ALBANY, N.Y. -- A major stride made Monday at the state capital, with New York one step closer, to requiring health plans that would provide medical coverage for families with autistic children.
Under New York State's current insurance and public health law, insurance companies are not required to provide coverage for families with autistic children. That's despite a growing number of children diagnosed.
But Monday, a state senate insurance committee voted to amend that law, making way for a proposal some are calling the strongest bill for autism insurance in the country.
"We will never ever give up hope, but it's life altering," says Michael Giangregorio.
Michael Giangregorio's son Nicholas was diagnosed with autism six years ago, and has since been receiving services to help him learn to function as typically as possible, services that cost Giangregorio $87,000.
"How do you not do whatever you need to do to provide for your child when you see results," says Giangregorio.
However, soon insurance could help cover some of the tremendous costs. During a senate insurance committee hearing, legislators voted to amend the insurance law for the treatment of autism spectrum disorder.
If the bill is passed, insurance coverage will be provided for the screening and diagnosis of autism, with no age or dollar cap. The treatment of autism will also be covered, as long as it is medically necessary and clinically proven.
Senator Roy McDonald has two grandchildren of his own with autism.

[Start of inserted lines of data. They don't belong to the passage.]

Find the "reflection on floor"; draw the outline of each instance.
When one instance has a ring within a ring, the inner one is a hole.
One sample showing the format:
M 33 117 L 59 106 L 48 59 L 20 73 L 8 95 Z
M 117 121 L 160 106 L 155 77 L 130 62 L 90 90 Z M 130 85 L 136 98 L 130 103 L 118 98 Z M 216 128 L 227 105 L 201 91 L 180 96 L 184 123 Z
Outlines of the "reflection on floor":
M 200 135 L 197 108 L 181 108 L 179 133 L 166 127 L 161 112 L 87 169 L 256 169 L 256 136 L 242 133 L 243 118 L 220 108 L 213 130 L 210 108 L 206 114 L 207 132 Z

"Is there a perfect solution? No," says McDonald. "A perfect legislative bill? No. But we'll improve as we go along. We've got to do something, and we've got to do it now."
For parents like Giangregorio, the work done today will have a huge impact on his child's future.
"The biggest fear with a parent and autism, is what happens when you die?" says Giangregorio. "Who will advocate for your child? Knowing my son will have insurance throughout his life eases one burden."
However, there are opponents of providing this insurance. They worry as the nation's health care system stands now it could force insurance companies to increase their premiums and ultimately force the un-insured population to rise. The bill will go before an assembly committee on Wednesday.
Legislators expect it to be on the Governor's desk before the end of the session.